University of Tunis, ENSIT, LR13ES03 SIME, Montfleury 1008, Tunisia.
University of Tunis El-Manar, ISTMT, Laboratory of Biophysics and Medical Technologies, Tunisia.
Comput Methods Programs Biomed. 2018 Oct;165:37-51. doi: 10.1016/j.cmpb.2018.08.005. Epub 2018 Aug 10.
This paper presents an improved scheme able to perform accurate segmentation and classification of cancer nuclei in immunohistochemical (IHC) breast tissue images in order to provide quantitative evaluation of estrogen or progesterone (ER/PR) receptor status that will assist pathologists in cancer diagnostic process.
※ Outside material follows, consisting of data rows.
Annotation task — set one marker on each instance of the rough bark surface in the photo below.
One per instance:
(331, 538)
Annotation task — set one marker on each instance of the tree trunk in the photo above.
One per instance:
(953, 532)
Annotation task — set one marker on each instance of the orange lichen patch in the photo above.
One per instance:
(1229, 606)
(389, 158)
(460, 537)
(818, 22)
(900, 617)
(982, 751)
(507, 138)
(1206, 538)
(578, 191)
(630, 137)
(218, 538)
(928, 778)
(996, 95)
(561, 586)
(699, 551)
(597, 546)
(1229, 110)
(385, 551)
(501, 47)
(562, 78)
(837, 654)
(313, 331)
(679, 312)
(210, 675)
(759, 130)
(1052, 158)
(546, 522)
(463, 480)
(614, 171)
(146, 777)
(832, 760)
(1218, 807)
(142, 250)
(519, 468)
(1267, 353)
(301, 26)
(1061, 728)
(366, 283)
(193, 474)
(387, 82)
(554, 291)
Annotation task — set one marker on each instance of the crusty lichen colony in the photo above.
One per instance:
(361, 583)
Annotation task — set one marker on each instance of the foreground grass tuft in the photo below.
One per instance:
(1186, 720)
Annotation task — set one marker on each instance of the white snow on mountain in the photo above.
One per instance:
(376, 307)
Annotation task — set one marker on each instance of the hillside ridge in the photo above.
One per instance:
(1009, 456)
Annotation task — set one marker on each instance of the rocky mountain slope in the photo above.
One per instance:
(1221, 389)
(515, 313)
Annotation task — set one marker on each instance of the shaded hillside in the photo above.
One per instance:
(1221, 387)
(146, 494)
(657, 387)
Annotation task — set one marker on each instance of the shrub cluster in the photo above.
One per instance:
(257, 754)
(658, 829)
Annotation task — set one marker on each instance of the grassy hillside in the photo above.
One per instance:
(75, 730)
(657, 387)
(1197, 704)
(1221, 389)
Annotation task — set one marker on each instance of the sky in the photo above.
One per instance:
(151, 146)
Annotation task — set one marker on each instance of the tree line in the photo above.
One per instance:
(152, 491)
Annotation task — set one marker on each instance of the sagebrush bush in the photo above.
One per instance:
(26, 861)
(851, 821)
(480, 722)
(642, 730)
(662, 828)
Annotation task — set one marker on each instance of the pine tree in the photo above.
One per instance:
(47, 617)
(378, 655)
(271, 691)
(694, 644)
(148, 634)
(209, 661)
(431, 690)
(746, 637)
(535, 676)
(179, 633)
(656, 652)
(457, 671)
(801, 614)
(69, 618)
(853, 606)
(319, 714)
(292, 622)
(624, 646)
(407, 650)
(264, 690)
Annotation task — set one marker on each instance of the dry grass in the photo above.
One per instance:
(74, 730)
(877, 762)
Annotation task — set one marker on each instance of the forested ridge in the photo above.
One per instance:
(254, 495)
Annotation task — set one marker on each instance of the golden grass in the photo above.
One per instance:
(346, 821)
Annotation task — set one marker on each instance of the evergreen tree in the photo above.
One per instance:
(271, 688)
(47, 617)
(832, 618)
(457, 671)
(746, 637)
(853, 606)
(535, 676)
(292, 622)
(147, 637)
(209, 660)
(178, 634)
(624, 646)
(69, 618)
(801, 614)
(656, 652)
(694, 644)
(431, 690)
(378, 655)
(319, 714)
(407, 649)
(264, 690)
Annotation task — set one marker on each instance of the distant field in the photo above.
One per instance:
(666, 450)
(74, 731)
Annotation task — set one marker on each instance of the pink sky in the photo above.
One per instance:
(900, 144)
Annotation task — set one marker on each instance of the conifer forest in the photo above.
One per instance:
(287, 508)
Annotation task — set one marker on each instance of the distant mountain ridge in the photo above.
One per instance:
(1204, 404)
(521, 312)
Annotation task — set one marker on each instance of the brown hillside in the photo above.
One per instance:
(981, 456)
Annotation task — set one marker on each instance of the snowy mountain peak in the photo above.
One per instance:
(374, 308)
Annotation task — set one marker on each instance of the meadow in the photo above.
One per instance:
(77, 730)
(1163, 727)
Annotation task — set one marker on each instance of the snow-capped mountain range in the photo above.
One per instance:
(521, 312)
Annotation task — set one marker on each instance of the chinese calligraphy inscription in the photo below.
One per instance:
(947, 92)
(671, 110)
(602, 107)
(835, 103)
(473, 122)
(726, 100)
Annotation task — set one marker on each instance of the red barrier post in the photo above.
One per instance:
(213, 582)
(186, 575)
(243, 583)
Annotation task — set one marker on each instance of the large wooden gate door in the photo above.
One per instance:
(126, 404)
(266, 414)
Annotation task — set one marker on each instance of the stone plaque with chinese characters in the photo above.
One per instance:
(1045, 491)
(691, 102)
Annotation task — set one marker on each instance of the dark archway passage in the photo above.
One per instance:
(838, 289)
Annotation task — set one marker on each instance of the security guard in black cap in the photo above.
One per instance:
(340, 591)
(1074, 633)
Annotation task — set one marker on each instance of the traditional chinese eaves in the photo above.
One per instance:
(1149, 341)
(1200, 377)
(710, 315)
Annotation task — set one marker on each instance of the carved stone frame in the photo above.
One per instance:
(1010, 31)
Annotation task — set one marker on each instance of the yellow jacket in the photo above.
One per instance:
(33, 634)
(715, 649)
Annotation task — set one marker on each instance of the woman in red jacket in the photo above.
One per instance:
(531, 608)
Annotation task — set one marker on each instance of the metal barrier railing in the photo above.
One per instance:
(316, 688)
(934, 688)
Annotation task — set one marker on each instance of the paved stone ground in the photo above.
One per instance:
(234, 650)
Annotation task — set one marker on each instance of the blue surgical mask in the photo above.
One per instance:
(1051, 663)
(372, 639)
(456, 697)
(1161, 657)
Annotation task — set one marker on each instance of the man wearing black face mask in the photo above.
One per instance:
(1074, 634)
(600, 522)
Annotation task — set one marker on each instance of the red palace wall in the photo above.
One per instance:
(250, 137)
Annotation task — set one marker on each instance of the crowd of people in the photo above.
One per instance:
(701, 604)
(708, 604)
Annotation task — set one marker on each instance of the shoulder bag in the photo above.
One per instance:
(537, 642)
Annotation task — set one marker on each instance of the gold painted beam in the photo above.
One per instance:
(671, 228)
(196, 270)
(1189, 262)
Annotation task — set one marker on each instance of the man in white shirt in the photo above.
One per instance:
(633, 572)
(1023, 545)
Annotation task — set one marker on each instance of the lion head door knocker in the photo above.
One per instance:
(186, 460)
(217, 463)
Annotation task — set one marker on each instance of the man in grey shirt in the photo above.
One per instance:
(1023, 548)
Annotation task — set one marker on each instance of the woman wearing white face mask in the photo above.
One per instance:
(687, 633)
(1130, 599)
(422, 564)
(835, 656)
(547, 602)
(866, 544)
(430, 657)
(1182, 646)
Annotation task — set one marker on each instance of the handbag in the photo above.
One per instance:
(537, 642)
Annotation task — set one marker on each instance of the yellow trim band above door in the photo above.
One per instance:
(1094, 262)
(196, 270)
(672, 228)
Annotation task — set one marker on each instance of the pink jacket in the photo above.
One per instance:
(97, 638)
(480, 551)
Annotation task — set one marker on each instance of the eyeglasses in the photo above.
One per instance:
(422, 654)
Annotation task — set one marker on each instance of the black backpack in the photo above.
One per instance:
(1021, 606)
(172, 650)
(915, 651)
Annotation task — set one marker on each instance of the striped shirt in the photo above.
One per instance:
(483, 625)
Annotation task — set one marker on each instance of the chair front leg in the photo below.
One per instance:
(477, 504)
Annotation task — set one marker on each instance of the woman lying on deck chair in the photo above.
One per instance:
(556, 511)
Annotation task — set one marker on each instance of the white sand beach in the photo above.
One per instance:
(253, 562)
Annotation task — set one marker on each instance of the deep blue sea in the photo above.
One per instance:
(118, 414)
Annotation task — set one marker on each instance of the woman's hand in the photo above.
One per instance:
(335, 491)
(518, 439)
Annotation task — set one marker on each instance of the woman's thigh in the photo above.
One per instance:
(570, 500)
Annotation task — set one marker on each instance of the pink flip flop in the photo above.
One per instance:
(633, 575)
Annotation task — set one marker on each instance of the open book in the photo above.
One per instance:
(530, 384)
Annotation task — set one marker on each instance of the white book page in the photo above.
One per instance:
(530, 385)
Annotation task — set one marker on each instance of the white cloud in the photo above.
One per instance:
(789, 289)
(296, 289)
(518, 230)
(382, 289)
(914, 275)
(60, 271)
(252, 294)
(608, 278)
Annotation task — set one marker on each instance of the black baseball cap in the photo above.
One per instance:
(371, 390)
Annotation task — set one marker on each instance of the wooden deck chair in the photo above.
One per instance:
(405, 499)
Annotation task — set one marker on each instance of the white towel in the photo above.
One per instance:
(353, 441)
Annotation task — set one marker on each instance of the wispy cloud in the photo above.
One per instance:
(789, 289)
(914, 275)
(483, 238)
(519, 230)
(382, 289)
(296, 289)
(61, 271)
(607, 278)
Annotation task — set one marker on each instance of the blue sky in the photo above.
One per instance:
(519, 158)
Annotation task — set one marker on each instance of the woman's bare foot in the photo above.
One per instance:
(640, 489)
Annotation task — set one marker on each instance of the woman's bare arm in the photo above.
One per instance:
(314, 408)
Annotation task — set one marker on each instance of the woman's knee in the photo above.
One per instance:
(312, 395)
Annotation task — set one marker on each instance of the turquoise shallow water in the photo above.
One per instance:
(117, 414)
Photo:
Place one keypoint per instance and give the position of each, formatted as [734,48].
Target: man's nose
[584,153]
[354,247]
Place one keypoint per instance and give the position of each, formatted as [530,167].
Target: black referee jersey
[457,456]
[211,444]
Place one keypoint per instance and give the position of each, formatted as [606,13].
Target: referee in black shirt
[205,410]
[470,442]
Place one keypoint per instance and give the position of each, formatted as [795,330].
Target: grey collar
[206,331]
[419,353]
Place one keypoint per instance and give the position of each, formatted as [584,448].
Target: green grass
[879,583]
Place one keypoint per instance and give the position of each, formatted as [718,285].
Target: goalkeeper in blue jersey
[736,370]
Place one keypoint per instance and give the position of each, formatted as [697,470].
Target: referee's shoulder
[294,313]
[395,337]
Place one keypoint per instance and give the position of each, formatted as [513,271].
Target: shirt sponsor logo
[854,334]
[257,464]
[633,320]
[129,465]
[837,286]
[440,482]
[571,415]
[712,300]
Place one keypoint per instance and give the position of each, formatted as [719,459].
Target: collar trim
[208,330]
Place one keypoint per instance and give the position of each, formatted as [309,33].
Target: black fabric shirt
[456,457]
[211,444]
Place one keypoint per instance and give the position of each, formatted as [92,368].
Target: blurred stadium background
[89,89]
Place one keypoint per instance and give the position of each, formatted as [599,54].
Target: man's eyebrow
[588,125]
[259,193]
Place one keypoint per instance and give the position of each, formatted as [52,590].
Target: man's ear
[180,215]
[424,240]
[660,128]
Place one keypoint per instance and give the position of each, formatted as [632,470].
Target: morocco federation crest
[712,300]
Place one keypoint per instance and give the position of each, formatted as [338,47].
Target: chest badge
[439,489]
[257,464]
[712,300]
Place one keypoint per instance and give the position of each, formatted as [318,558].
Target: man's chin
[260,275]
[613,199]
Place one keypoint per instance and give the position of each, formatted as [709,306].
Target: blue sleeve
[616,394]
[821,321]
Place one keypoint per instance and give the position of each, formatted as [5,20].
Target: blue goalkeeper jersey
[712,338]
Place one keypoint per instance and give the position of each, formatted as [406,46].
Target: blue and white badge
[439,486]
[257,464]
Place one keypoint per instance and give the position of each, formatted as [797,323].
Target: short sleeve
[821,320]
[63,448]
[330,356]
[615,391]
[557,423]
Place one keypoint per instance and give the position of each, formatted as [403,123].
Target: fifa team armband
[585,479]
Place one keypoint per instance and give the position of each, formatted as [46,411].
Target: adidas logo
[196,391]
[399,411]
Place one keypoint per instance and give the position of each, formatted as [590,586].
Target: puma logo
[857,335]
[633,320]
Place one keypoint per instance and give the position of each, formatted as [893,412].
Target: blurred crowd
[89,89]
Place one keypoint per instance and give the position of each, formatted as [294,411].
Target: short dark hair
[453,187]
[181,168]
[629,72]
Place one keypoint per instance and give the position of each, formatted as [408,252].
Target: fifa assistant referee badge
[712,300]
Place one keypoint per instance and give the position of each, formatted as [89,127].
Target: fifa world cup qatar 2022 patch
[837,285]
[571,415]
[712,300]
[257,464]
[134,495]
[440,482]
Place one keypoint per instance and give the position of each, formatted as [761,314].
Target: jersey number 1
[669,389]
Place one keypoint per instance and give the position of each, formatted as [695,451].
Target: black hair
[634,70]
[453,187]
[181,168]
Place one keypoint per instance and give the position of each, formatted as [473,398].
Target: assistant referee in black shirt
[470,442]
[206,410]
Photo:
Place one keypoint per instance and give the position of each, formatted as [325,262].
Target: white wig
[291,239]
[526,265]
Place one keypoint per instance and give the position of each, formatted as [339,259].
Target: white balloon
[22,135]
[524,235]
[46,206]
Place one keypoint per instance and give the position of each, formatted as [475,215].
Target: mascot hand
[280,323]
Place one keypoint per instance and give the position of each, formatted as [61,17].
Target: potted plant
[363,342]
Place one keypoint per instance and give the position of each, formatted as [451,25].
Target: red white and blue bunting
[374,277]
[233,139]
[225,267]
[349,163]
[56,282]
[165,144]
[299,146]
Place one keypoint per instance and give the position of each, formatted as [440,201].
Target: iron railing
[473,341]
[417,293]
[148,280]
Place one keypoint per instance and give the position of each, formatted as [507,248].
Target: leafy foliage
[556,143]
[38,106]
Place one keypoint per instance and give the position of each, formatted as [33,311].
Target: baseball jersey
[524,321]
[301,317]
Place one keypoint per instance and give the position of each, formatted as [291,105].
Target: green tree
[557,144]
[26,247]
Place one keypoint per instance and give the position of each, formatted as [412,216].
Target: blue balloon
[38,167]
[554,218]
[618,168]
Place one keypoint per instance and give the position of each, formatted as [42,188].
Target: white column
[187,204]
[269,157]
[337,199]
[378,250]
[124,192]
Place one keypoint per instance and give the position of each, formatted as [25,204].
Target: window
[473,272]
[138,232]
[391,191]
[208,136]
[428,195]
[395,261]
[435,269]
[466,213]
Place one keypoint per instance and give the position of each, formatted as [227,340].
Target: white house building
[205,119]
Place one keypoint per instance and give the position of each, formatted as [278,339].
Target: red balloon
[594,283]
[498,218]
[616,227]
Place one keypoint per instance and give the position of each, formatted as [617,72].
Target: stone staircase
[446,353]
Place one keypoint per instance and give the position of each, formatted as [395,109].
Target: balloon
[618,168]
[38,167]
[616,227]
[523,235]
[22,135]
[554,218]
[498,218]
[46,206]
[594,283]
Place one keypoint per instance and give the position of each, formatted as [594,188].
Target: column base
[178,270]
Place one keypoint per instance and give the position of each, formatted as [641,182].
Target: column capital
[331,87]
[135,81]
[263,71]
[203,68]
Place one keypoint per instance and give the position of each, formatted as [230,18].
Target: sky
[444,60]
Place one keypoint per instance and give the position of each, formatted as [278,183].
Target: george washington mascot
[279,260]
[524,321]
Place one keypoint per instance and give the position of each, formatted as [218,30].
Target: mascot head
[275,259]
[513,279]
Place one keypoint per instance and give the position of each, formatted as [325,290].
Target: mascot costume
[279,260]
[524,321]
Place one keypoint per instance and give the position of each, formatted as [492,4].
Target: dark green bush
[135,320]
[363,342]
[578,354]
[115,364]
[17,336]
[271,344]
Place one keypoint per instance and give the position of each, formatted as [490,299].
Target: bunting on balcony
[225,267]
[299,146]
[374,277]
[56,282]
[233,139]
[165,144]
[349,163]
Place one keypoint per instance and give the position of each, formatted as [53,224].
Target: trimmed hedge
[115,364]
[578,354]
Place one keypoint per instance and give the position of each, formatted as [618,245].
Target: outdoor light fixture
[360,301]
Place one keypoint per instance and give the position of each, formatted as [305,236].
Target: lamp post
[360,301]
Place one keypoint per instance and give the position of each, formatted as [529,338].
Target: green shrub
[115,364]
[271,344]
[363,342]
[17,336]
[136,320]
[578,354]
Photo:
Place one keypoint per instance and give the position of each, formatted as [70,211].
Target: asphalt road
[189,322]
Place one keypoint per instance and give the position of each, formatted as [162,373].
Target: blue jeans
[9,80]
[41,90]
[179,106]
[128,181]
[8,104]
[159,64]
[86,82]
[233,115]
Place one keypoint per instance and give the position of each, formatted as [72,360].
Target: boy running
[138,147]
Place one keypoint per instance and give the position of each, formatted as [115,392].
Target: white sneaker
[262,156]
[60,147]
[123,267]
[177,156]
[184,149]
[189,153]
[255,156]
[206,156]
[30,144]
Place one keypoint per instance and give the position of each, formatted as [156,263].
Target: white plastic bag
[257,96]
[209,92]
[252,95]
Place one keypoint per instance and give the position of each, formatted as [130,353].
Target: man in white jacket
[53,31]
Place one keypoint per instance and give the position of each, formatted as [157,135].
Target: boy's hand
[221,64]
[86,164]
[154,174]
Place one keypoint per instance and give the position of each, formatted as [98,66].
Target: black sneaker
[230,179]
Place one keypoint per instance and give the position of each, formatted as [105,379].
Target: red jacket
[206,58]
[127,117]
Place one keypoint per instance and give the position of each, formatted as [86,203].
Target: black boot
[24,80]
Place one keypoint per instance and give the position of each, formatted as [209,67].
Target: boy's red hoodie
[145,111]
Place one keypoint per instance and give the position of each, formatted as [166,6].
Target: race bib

The proposed segmentation method is based on adaptive local thresholding and an enhanced morphological procedure, which are applied to extract all stained nuclei regions and to split overlapping nuclei. In fact, a new segmentation approach is presented here for cell nuclei detection from the IHC image using a modified Laplacian filter and an improved watershed algorithm. Stromal cells are then removed from the segmented image using an adaptive criterion in order to get fast tumor nuclei recognition. Finally, unsupervised classification of cancer nuclei is obtained by the combination of four common color separation techniques for a subsequent Allred cancer scoring.
Experimental results on various IHC tissue images of different cancer affected patients, demonstrate the effectiveness of the proposed scheme when compared to the manual scoring of pathological experts. A statistical analysis is performed on the whole image database between immuno-score of manual and automatic method, and compared with the scores that have reached using other state-of-art segmentation and classification strategies. According to the performance evaluation, we recorded more than 98% for both accuracy of detected nuclei and image cancer scoring over the truths provided by experienced pathologists which shows the best correlation with the expert's score (Pearson's correlation coefficient = 0.993, p-value < 0.005) and the lowest computational total time of 72.3 s/image (±1.9) compared to recent studied methods.
The proposed scheme can be easily applied for any histopathological diagnostic process that needs stained nuclear quantification and cancer grading. Moreover, the reduced processing time and manual interactions of our procedure can facilitate its implementation in a real-time device to construct a fully online evaluation system of IHC tissue images.
本文提出了一种改进的方案,能够对免疫组织化学(IHC)乳腺组织图像中的癌细胞核进行准确的分割和分类,从而提供雌激素或孕激素(ER/PR)受体状态的定量评估,以协助病理学家进行癌症诊断过程。
所提出的分割方法基于自适应局部阈值和增强的形态学过程,应用于提取所有染色核区域并分割重叠核。实际上,这里提出了一种新的分割方法,用于使用改进的拉普拉斯滤波器和改进的分水岭算法从 IHC 图像中检测细胞核。然后使用自适应准则从分割图像中去除基质细胞,以快速识别肿瘤核。最后,通过四种常见的颜色分离技术的组合进行无监督分类,以进行后续的 Allred 癌症评分,从而获得癌症核的分类。
在不同患有癌症的患者的各种 IHC 组织图像上的实验结果表明,与病理专家的手动评分相比,所提出的方案是有效的。在整个图像数据库中,对手动和自动方法的免疫评分进行了统计分析,并与使用其他最先进的分割和分类策略获得的评分进行了比较。根据性能评估,我们记录了超过 98%的核检测准确性和图像癌症评分,与经验丰富的病理学家提供的真实值高度相关(皮尔逊相关系数=0.993,p 值<0.005),与最近研究的方法相比,计算总时间最短,为 72.3 秒/图像(±1.9)。
所提出的方案可以轻松应用于任何需要染色核定量和癌症分级的组织病理学诊断过程。此外,我们的方法的处理时间减少和人工交互可以促进其在实时设备中的实施,以构建 IHC 组织图像的全在线评估系统。